More importantly, data volumes have increased 78% per year and are projected to continue doing so (see IDC and Gartner). With compounding, even if we assume a 33% annual decrease in DRAM prices, the growth in data makes it, on a relative basis, 3-TIMES more expensive to store data in DRAM in 3-Years and 18-TIMES more expensive in 10 years. So no, the trend is not your friend using DRAM for streaming data storage.
 ScaleDB has developed a Streaming Table technology that enables DBMS persistence of streaming data using standard disk-based storage. It delivers the performance of DRAM—one million inserts per second—but with the 456-TIMES cost advantage of using disk-based storage. Since ScaleDB extends MySQL, this means that the streamed data is now available to any BI applications that support MySQL. We believe that the 456-TIMES cost advantage enabled by disk-based media is a game changer in bringing DBMS capabilities to bear on streaming data. 
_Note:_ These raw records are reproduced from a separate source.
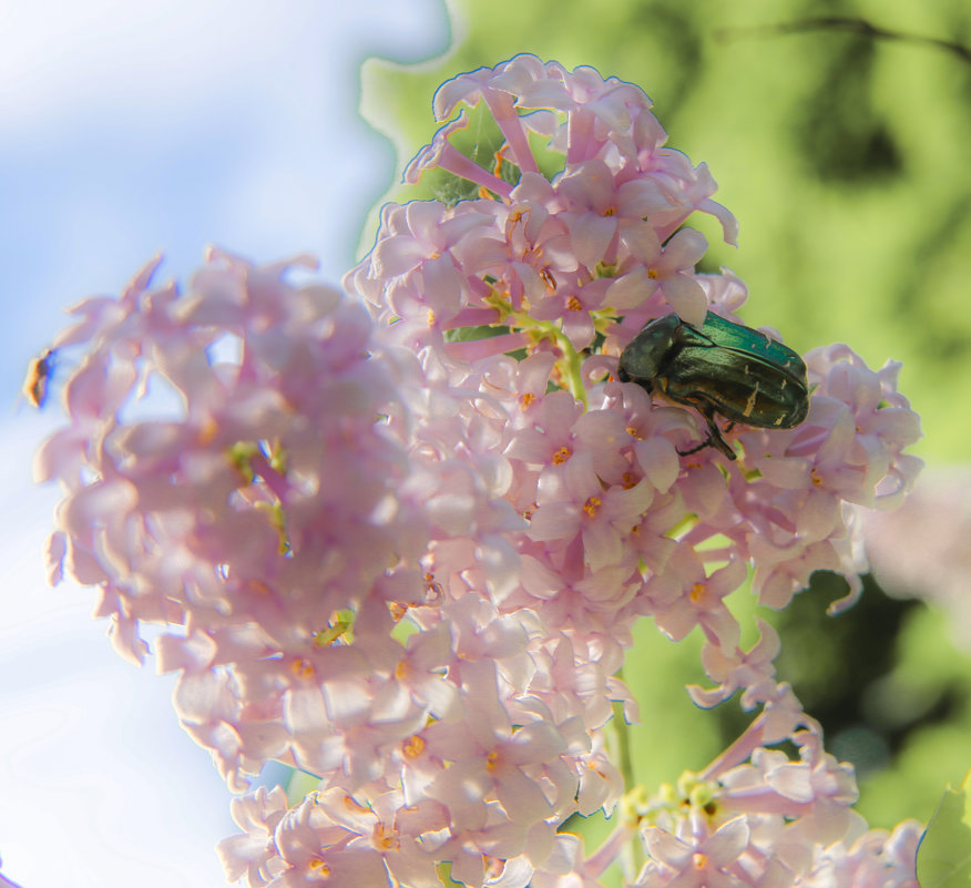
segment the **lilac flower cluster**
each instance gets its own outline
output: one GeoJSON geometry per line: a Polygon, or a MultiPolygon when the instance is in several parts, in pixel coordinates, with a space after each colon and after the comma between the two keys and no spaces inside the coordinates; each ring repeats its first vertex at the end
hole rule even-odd
{"type": "Polygon", "coordinates": [[[153,263],[74,309],[54,343],[86,347],[70,425],[38,460],[67,489],[52,578],[98,585],[133,659],[140,624],[162,626],[180,718],[234,790],[269,761],[314,775],[295,803],[234,802],[232,879],[433,888],[447,864],[476,888],[596,886],[635,841],[645,888],[916,885],[918,827],[867,830],[776,680],[778,639],[740,650],[725,603],[749,570],[773,608],[818,569],[858,594],[859,510],[897,504],[919,466],[897,367],[817,349],[804,423],[726,430],[736,462],[684,455],[699,418],[614,377],[647,320],[737,319],[744,285],[697,274],[683,227],[708,213],[734,241],[707,170],[591,69],[517,57],[446,83],[438,118],[460,103],[494,119],[494,169],[453,147],[460,112],[408,177],[479,196],[386,207],[345,279],[359,300],[214,253],[184,292],[153,288],[153,263]],[[170,415],[139,415],[166,394],[170,415]],[[604,731],[615,704],[635,717],[616,673],[641,616],[701,627],[699,705],[763,707],[652,797],[604,731]],[[599,850],[558,831],[621,802],[599,850]]]}

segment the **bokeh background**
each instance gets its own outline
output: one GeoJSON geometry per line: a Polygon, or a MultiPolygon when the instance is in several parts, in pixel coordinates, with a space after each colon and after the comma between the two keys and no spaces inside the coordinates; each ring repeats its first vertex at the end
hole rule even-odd
{"type": "MultiPolygon", "coordinates": [[[[926,436],[921,508],[873,524],[879,582],[855,609],[826,616],[845,586],[817,574],[763,615],[783,636],[780,674],[858,768],[859,810],[873,826],[927,820],[971,766],[968,47],[967,0],[0,9],[4,871],[31,888],[67,884],[65,867],[76,886],[202,888],[222,884],[211,848],[232,831],[171,683],[114,656],[90,592],[43,585],[55,496],[31,489],[28,466],[57,409],[14,405],[60,309],[117,292],[159,251],[164,275],[184,275],[207,243],[258,261],[311,249],[338,279],[374,239],[369,208],[429,140],[435,88],[518,52],[645,89],[670,144],[708,164],[739,220],[737,248],[693,224],[712,245],[703,271],[748,284],[747,323],[799,350],[846,341],[871,366],[903,363],[926,436]],[[361,78],[368,55],[382,58],[361,78]]],[[[753,608],[744,593],[734,606],[753,608]]],[[[713,714],[687,700],[697,649],[645,623],[625,670],[648,786],[703,767],[745,723],[734,701],[713,714]]]]}

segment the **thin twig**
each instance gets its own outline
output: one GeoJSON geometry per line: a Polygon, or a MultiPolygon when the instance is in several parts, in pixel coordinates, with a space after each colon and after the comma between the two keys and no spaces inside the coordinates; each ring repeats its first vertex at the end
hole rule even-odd
{"type": "Polygon", "coordinates": [[[765,34],[790,34],[805,31],[845,31],[851,34],[869,37],[873,40],[900,40],[906,43],[924,43],[937,47],[952,55],[957,55],[962,62],[971,64],[971,49],[952,40],[942,40],[937,37],[923,37],[911,34],[906,31],[893,31],[889,28],[868,22],[866,19],[852,19],[844,16],[819,16],[800,21],[779,22],[778,24],[756,24],[752,28],[723,28],[715,32],[718,40],[737,40],[746,37],[765,34]]]}

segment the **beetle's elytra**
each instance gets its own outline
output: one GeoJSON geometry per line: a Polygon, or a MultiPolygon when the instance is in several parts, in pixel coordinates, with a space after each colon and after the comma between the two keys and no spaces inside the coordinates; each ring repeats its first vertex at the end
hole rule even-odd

  1. You are bang on the point, after working with a couple of customers I realised the same thing, nobody wants to process the data they cannot analyze. For this whole stack I used Spark for streaming and Shark for querying for 2 reasons: both run on a common stack and shark supports a hybrid in memory and disk model allowing you to cache latest data and aggregates in memory. Overall this helped bridge the gap of small ram and big data.

  2. There are a number of approaches to solve this challenge. For businesses to adopt Stream (Fast) Data will require a SQL interface because business users have the expertise, pool of employable people, tools, etc. around SQL. This was proven with Hadoop as well. Hadoop is doing some things to provide near real-time, but their underlying large-grain file structure is not conducive to streaming small bits of data and accessing it in a granular fashion.